One of the most promising strategies to face the increasing asthma prevalence and to prevent disease development might be an early contact with microbial compounds. However, little is known about an interaction between an early-life contact to microbial compounds leading to asthma protection in the offspring and a co-exposure to allergy-promoting pollutants.


Pregnant BALB/c mice were repeatedly exposed to aerosolized endotoxin (lipopolysaccharide, LPS). The offspring was further exposed to aerosolized LPS before allergen sensitization with ovalbumin (OVA). Some of the mice were co-exposed to mycotoxins or diesel exhaust particles (DEP) during pregnancy. The 6-week-old offspring was immunized with OVA and analyzed in a murine asthma model.

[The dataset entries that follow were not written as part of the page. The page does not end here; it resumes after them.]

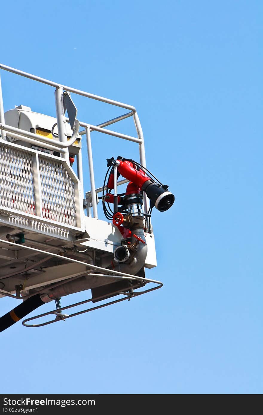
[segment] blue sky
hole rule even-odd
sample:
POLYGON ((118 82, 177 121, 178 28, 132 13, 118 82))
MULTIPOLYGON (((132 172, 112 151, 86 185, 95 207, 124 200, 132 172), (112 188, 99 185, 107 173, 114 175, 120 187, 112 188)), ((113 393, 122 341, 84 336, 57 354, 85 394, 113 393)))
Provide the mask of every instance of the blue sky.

While the offspring of naïve mothers developed an asthma-like phenotype, the offspring of mice perinatally exposed to LPS was significantly protected. Co-exposure of mice to mycotoxins or DEP during pregnancy inhibited the LPS-induced protection leading to the development of eosinophilic airway inflammation, airway hyperactivity, and increased antigen-specific IgE levels in the offspring. Furthermore, the asthma-preventive effect of perinatal LPS exposure was IFN-gamma dependent. Additionally, the IFN-gamma promoter of CD4+ T cells in the LPS-exposed offspring revealed a significant protection against loss of histone 4 acetylation, which was abolished after prenatal co-exposure to pollutants. Prenatal treatment of mice with the antioxidant N-acetylcysteine reversed the pollutant-induced increased asthma risk in the offspring.


Our results show that exposure to pollutants during pregnancy may cause the development of allergic asthma in the offspring by inhibiting the endotoxin-induced perinatal asthma protection.